Blktrace原理简介及使用
Blktrace是一个用户态的工具,用来收集磁盘IO信息中当IO进行到块设备层(block层,所以叫blk trace)时的详细信息(如IO请求提交,入队,合并,完成等等一些列的信息)。
块设备层处于下图(借用褚霸的图)中的 “block layer”

(1) blktrace测试的时候,会分配物理机上逻辑cpu个数个线程,并且每一个线程绑定一个逻辑cpu来收集数据
(2) blktrace在debugfs挂载的路径(默认是/sys/kernel/debug )下每个线程产生一个文件(就有了对应的文件描述符),然后调用ioctl函数(携带文件描述符, _IOWR(0x12,115,struct blk_user_trace_setup),& blk_user_trace_setup三个参数),产生系统调用将这些东西给内核去调用相应函数来处理,由内核经由debugfs文件系统往此文件描述符写入数据
(3) blktrace需要结合blkparse来使用,由blkparse来解析blktrace产生的特定格式的二进制数据
(4) blkparse仅打开blktrace产生的文件,从文件里面取数据做展示以及最后做per cpu的统计输出,但blkparse中展示的数据状态(如 A,U,Q,详细见下)是blkparse在t->action & 0xffff之后自己把数值转换为“A,Q,U之类的状态”来展示的。
1. yum install blktrace
2. 源码获取(你也可以从源码安装)
git clone git://git.kernel.org/pub/scm/linux/kernel/git/axboe/blktrace.git bt
cd bt
make
make install
由之前的blktrace工作原理可知,blktrace需要借助内核经由debugfs文件系统(debugfs文件系统在内存中)来输出信息
所以用blktrace工具之前需要先挂载debugfs文件系统
mount –t debugfs debugfs /sys/kernel/debug
或者在/etc/fstab中添加下面一行以便在开机启动的时候自动挂载
debug /sys/kernel/debug debugfs default 0 0
blktrace具体语法man blktrace,这里讲常用的
mkdir test #blktrace生成的数据默认会在当前目录,如之前在blktrace原理中提到,每个逻辑cpu都有一个线程,产生一个文件,故会产生cpu数目个文件
blktrace –d /dev/sda –o test1
#对 /dev/sda的trace,输出文件名为test1. Blktrace.[0-cpu数-1] (文件里面存的是二进制数据,需要blkparse来解析)

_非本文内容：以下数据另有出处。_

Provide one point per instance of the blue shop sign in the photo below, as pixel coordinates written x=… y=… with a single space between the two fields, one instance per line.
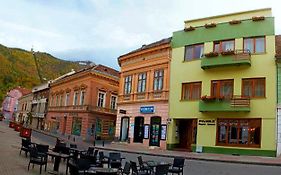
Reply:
x=147 y=109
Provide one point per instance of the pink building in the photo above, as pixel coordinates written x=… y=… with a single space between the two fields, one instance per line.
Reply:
x=10 y=103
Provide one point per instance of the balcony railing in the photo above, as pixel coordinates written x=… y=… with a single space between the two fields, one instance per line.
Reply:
x=234 y=104
x=231 y=58
x=82 y=108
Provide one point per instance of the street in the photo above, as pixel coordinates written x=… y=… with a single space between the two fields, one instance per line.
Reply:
x=194 y=167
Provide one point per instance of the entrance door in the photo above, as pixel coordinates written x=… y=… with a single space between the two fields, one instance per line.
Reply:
x=138 y=129
x=155 y=131
x=187 y=130
x=124 y=129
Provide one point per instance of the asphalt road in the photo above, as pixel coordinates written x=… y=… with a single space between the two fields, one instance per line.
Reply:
x=194 y=167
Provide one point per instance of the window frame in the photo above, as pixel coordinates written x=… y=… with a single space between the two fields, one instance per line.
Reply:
x=249 y=120
x=253 y=87
x=191 y=84
x=254 y=44
x=220 y=42
x=193 y=52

Blktrace –d /dev/sda –o - |blkparse -i –
输出到终端用“-”表示,可是都是一堆二进制东西,没法看,所以需要实时blkparse来解析
Blkparse 的“-i”后加文件名,blktrace输出为“-“代表终端(代码里面写死了,就是用这个符号来代表终端),blkparse也用“-”来代表终端解析
blkparse具体语法man blkparse,这里讲常用的
blkparse -i test1 #对test1.blktrace. [0-cpu数-1]都解析(只统计有数据的),
实时数据的解析即上blktrace的“终端输出”
终端1:
blktrace /dev/sda -o - |blkparse -i – 跑着
终端2:
dd if=/dev/zero of=/root/a1 bs=4k count=1000
终端1显示
8,0 16 3041 94.435078912 891 A W 72411584 + 8 <- (8,2) 71884224
8,0 16 3042 94.435079691 891 Q W 72411584 + 8 [flush-8:0]

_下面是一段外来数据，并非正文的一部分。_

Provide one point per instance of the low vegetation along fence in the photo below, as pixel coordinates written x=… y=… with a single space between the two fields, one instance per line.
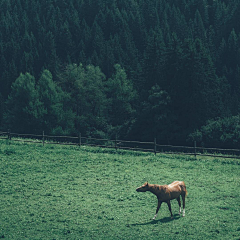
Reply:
x=121 y=144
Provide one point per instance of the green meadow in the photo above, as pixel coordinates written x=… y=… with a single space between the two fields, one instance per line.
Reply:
x=65 y=192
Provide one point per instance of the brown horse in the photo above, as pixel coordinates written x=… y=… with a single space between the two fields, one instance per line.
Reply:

8,0 16 3043 94.435080790 891 M W 72411584 + 8 [flush-8:0]
8,0 16 3044 94.435083089 891 A W 72411592 + 8 <- (8,2) 71884232
这是默认输出格式,代码里默认输出格式为,再按action输出或不输出后续信息
其中每个字母代表意思如下,数字代表占几个字符,和printf里的数字输出一样的
如
8,0 16 3042 94.435079691 891 Q W 72411584 + 8 [flush-8:0]
由于默认格式为先输出–f "%D %2c %8s %5T.%9t %5p %2a %3d "
(1)8,0 按默认输出对应%D,主从设备号
(2)16 按默认输出对应%2c,表示cpu id
(3)3042 按默认输出对应%8s,表示序列号(序列号是blkparse自己产生的一个序号,实际IO里没有这个号)

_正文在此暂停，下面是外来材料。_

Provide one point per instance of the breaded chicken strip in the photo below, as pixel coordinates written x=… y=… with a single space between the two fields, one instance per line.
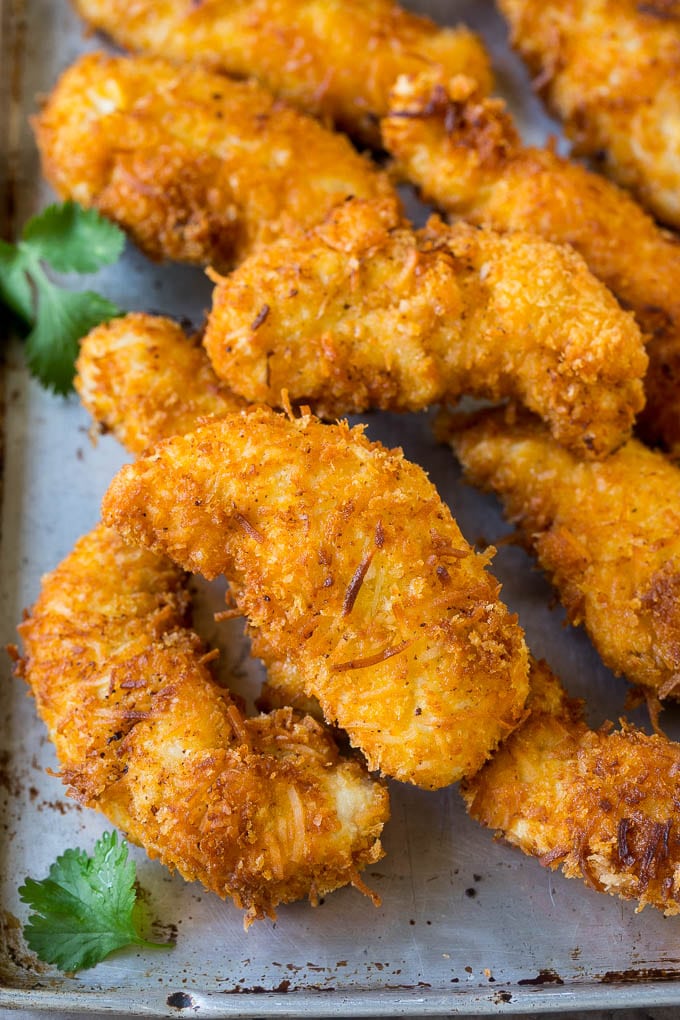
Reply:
x=466 y=156
x=262 y=810
x=359 y=314
x=353 y=573
x=144 y=379
x=611 y=69
x=607 y=533
x=335 y=59
x=195 y=166
x=603 y=806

(4)94.435079691 按默认对应%5T.%9t,表示”秒.纳秒”
(5)891对应%5p,表示,进程id
(6)Q对应%2a,表示Action,Action表格如下(如Q表示IO handled by request queue code),更详细的含义见附录action表
The following table shows the various actions which may be output.
Act Description
A IO was remapped to a different device
B IO bounced
C IO completion
D IO issued to driver
F IO front merged with request on queue
G Get request
I IO inserted onto request queue
M IO back merged with request on queue
P Plug request
Q IO handled by request queue code
S Sleep request
T Unplug due to timeout
U Unplug request
X Split
(7)W 对应%3d,表示RWBS域(W表示写操作),各字母含义如下
至少包含“RWD“( R 读,W写,D块被忽略)中的1个字符
还可以附加“BS“(B barrier,S同步)
switch (act[0]) {
case 'R': /* Requeue */
case 'C': /* Complete */
if (t->action & BLK_TC_ACT(BLK_TC_PC)) {
char *p = dump_pdu(pdu_buf, pdu_len);
if (p)
fprintf(ofp, "(%s) ", p);
fprintf(ofp, "[%d]n", t->error);
} else {
if (elapsed != -1ULL) {
if (t_sec(t))
fprintf(ofp, "%llu + %u (%8llu) [%d]n",
(unsigned long long) t->sector,
t_sec(t), elapsed, t->error);
else
fprintf(ofp, "%llu (%8llu) [%d]n",
(unsigned long long) t->sector,
elapsed, t->error);
} else {
if (t_sec(t))
fprintf(ofp, "%llu + %u [%d]n",
(unsigned long long) t->sector,
t_sec(t), t->error);
else
fprintf(ofp, "%llu [%d]n",
(unsigned long long) t->sector,
t->error);
}
}
break;
case 'D': /* Issue */
case 'I': /* Insert */
case 'Q': /* Queue */
case 'B': /* Bounce */
if (t->action & BLK_TC_ACT(BLK_TC_PC)) {
char *p;
fprintf(ofp, "%u ", t->bytes);
p = dump_pdu(pdu_buf, pdu_len);
if (p)
fprintf(ofp, "(%s) ", p);
fprintf(ofp, "[%s]n", name);
} else {
if (elapsed != -1ULL) {
if (t_sec(t))
fprintf(ofp, "%llu + %u (%8llu) [%s]n",
(unsigned long long) t->sector,
t_sec(t), elapsed, name);
else
fprintf(ofp, "(%8llu) [%s]n", elapsed,
name);
} else {
if (t_sec(t))
fprintf(ofp, "%llu + %u [%s]n",
(unsigned long long) t->sector,
t_sec(t), name);
else
fprintf(ofp, "[%s]n", name);
}
}
break;
case 'M': /* Back merge */
case 'F': /* Front merge */
case 'G': /* Get request */
case 'S': /* Sleep request */
if (t_sec(t))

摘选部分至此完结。